For organizations that deliver physical products or non-digital services, data science is about improving how they collect, store, and analyze data to extract more value from this resource. The objective of data science is not the data itself but is closely intertwined with the strategic goals of the organization. These objectives broadly range from increasing the return to shareholders to providing benefit to society overall. Whatever the kind of organization you are in, the purpose of data science is to assist managers to change reality into a more desirable state. A data scientist achieves this by measuring the current and past states of reality and using mathematical tools to predict a future state.
The term data science is unfortunate in the way it is now used, because it is paradoxically not a science of data. A data scientist is not somebody who researches the properties of data. Other definitions see data scientists as mathematicians and computer scientists that invent new ways of analyzing data. More commonly, data science is closely related to business outcomes.
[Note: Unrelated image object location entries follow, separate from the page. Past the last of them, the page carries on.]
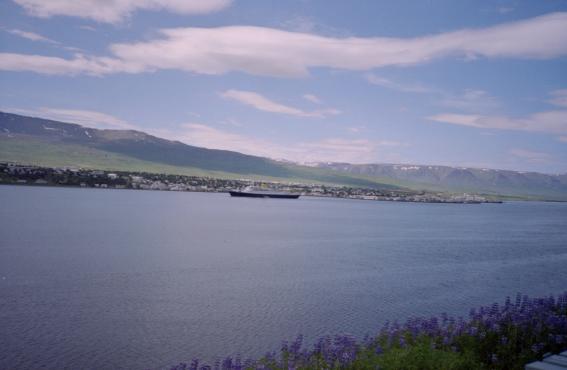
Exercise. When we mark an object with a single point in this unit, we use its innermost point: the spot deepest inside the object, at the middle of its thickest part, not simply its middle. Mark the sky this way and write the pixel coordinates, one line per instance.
(441, 82)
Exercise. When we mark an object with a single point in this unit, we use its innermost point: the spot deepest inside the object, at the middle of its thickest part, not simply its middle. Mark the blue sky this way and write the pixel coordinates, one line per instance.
(462, 83)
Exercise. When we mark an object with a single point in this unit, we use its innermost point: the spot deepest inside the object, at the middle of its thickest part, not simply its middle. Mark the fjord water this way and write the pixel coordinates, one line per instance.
(113, 279)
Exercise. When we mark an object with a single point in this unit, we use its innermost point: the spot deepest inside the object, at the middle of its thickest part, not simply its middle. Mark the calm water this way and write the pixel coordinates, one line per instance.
(112, 279)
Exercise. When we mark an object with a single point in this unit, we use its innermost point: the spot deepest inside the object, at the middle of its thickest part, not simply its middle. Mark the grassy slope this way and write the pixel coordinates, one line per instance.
(45, 153)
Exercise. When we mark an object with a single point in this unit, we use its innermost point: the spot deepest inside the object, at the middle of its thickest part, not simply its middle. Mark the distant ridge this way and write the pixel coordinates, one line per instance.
(461, 178)
(51, 143)
(31, 140)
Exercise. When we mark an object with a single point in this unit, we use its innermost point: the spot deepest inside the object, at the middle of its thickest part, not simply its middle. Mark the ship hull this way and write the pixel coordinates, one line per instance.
(263, 195)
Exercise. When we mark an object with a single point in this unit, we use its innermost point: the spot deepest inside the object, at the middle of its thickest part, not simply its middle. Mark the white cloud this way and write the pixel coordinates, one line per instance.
(266, 51)
(324, 150)
(312, 98)
(81, 64)
(552, 122)
(114, 11)
(531, 156)
(264, 104)
(393, 85)
(473, 100)
(31, 36)
(86, 118)
(559, 98)
(87, 28)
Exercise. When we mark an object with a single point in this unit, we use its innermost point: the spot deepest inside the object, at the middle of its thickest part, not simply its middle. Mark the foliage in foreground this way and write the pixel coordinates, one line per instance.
(493, 337)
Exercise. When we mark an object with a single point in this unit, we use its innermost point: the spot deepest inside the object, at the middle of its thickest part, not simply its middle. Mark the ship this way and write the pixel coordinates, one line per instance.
(249, 193)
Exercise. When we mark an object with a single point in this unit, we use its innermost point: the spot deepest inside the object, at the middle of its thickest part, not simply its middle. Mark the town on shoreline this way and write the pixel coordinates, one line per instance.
(20, 174)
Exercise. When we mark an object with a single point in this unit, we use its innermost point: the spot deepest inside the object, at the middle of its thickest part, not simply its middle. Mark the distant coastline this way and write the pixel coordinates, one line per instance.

Data science is a systematic and strategic approach to using data to solve practical problems. The problems of the data scientist are practical because pure science has a different objective to business. A data scientist in an organization is less interested in a generalized solution to a problem and focuses on improving how the organization achieves its goals. Perhaps the combination of the words data and science should be reserved for academics.
There are some signals that the excitement of the past few years is waning. Data science blogger Matt Tucker has declared the death of the data scientist. (Tucker, M. (2018). The Death of the Data Scientist. Retrieved 9 February 2019 from Data Science Central—https://www.datasciencecentral.com/profiles/blogs/the-death-of-the-data-scientist) For many business problems, the hardcore methods of machine learning result in over-analyzing the issue. Tucker provides an anecdote of a group of data scientists who spent a lot of time fine-tuning a complex neural network. The data scientists gave up when a young graduate with expertise in the subject matter used a linear regression that was more accurate than their neural network.
The negative chatter on the internet about data science as a business discipline might imply that the hype is receding. We should, however, not throw the baby out with the bathwater. The recent interest in analyzing data has raised the stakes in how organizations use this valuable resource. Even after the inflated expectations recede, data science as a profession has a useful contribution to make. All data, big and small, is a resource to improve how organizations perform.
This book looks at data science as the strategic and systematic approach to the fine art of analyzing data to solve business problems. This conceptualization of data science is not a complete definition. Computational analysis of data is also practiced as a science and as a scientific method for research in many areas. This book is written from a business perspective, and these other uses on data science are not further considered.